IBM Power Virtualization
IBM gehört zu den Pionieren der Servervirtualisierung und hat diese Technik von den hauseigenen Großrechnern auf die Unix-Systeme portiert. Dort laufen parallel verschiedene AIX-Versionen, Linux und OS/400, Letzteres nur mit spezieller Zusatzhardware. Bis zum Power-4-Prozessor gestaltete sich das Ganze jedoch recht statisch. So musste der Administrator jeder virtuellen Maschine mindestens einen kompletten Prozessor zuweisen. Mit der Power-5-CPU führte IBM so genannte Micro-Partitions ein, die ein Power-5-Hypervisor verwaltet. Das VM-Management erledigt bei IBM ein Mix aus besonderen VM-Kommandos der CPU und der Firmware, welche diese Kommandos nutzt. Der Power-Hypervisor klemmt sich somit zwischen die physischen CPUs und das Betriebssystem. Große AIX-Server mit vielen CPUs setzen einen eigenen, externen Steuercomputer ein, welcher mit dem Power-5-Hypervisor kommuniziert und die VMs verwaltet. Das ist bei kleinen Power-5-Systemen wie dem IBM Eserver p505 aber nur wenig sinnvoll. Daher kann dieser Rechner VMs über den integrierten VMM steuern. Der p505 kommt als flacher 1-HE-Server und integriert eine Power-5+-CPU mit zwei Kernen. Um den integrierten VMM nutzen zu können, bedarf es einer privilegierten Systempartition mit AIX oder Linux.

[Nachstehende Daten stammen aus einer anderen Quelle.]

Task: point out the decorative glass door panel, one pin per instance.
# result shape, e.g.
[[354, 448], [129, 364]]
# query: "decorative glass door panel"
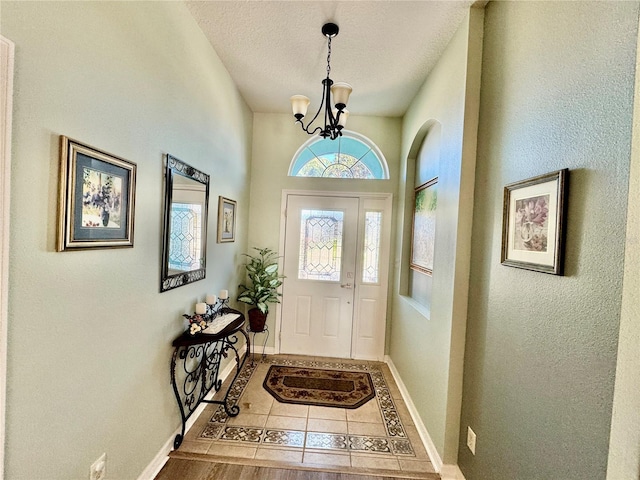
[[371, 247], [320, 245], [336, 263], [319, 266]]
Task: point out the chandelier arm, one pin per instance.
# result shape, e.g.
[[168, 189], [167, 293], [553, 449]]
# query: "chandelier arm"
[[332, 127]]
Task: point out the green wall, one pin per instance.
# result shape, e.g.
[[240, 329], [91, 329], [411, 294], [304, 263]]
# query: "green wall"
[[89, 332], [276, 139], [624, 454], [427, 345], [557, 92]]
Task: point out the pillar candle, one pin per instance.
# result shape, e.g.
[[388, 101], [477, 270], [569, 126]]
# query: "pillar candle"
[[211, 299]]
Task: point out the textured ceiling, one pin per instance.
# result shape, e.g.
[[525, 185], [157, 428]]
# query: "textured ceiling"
[[274, 49]]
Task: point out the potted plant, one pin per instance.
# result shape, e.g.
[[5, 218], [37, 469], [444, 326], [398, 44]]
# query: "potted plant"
[[262, 270]]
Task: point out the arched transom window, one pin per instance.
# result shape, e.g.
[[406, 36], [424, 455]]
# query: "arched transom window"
[[349, 156]]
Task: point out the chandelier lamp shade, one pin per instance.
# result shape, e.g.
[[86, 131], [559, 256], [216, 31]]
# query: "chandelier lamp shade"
[[335, 96]]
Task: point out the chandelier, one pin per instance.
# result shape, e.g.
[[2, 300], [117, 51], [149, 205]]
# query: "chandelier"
[[335, 113]]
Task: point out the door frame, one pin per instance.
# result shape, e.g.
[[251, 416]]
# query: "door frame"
[[281, 243], [7, 49]]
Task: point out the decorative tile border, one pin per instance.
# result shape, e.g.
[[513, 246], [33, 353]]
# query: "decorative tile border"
[[396, 443], [383, 395], [312, 440]]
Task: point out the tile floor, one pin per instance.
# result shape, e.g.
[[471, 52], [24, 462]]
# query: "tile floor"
[[377, 437]]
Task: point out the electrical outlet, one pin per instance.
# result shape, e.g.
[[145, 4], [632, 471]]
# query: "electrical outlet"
[[98, 470], [471, 440]]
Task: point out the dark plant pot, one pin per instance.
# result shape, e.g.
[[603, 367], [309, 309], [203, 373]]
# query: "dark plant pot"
[[105, 218], [257, 320]]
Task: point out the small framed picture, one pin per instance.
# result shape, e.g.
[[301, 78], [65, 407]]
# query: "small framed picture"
[[533, 223], [96, 198], [226, 220], [423, 237]]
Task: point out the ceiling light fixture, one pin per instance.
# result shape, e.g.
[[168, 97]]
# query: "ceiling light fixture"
[[335, 117]]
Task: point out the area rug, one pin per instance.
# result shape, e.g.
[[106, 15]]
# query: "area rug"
[[321, 387]]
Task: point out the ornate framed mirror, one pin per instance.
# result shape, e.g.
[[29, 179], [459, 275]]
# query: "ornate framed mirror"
[[184, 243]]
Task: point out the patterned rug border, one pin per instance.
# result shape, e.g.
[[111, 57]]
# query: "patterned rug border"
[[274, 386], [387, 406]]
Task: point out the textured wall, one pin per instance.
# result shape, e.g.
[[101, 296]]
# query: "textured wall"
[[89, 334], [624, 448], [557, 92], [427, 345]]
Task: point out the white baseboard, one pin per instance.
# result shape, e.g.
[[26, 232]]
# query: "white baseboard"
[[150, 472], [447, 472]]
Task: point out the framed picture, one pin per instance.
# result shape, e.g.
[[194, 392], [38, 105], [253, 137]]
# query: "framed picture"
[[423, 237], [226, 220], [96, 198], [533, 223]]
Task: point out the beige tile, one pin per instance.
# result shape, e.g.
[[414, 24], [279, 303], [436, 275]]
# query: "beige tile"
[[326, 459], [258, 403], [224, 450], [286, 423], [403, 411], [416, 443], [280, 455], [289, 410], [422, 466], [200, 446], [369, 429], [326, 426], [248, 420], [369, 413], [328, 413], [374, 462]]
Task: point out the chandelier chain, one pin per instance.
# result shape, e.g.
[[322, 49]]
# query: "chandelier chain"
[[329, 58]]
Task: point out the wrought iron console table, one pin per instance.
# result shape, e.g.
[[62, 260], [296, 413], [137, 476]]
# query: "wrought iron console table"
[[195, 366]]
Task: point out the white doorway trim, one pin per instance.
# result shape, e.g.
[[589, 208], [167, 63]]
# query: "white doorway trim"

Diese erste Maschine übernimmt die Steuerung der vorhandenen Hardware und virtualisiert I/O-, SCSI- und LAN-Komponenten für weitere VMs. Als privilegierte Partition kann nicht jedes Linux-Derivat herhalten, da IBM besondere Binärtreiber verwendet, um die virtuellen I/O-Ressourcen für VMs bereitzustellen. AIX 5.3 funktioniert in jedem Fall. Der Systemabsturz einer privilegierten Partition hätte zur Folge, dass alle VMs den Zugriff auf ihre virtuellen Geräte verlieren und dann entweder selbst abstürzen oder mit der Außenwelt nicht mehr kommunizieren können. Daher kann IBM mehrere privilegierte Partitionen einrichten, die redundante I/O-Pfade für die VMs schaffen.
Die Power-5-Virtualisierung erlaubt dem Administrator sehr präzise Ressourceeinstellungen pro VM. So bekommt jede VM mindestens eine virtuelle CPU in Form einer zehntel-physischen CPU zugewiesen. Damit hat die Maschine eine garantierte Mindestperformance. Der Administrator darf diese Grenzwerte erhöhen, indem er der Maschine mehr CPU-Zeit oder mehrere virtuelle CPUs gibt. Auch kann die VM zusätzliche CPU-Zeit aus einem Pool ungenutzter CPU-Ressourcen abzapfen. Ähnliches gilt für den Arbeitsspeicher. Den VMs lässt sich RAM zur Laufzeit zuweisen oder wegnehmen. Derzeit ist nur AIX dazu in der Lage, im laufenden Betrieb den Arbeitsspeicher zu vergrößern oder zu verkleinern, bei Linux geht das noch nicht. VMs nutzen als Festplatten wahlweise LUNs aus dem SAN oder einzelne Partitionen eines Host-Laufwerks. Für die LAN-Kommunikation greifen die VMs entweder auf gemeinsam genutzte oder private LAN-Adapter zu.
Die Administration des Power-5-Hypervisors erfolgt über ein sehr übersichtliches Web-GUI. Auf einen Blick sieht der Systemverwalter alle definierten VMs und deren Status. Integrierte Tools erlauben, bestehende Maschinen zu klonen, um daraus neue Systeme oder Sicherungskopien zu erstellen.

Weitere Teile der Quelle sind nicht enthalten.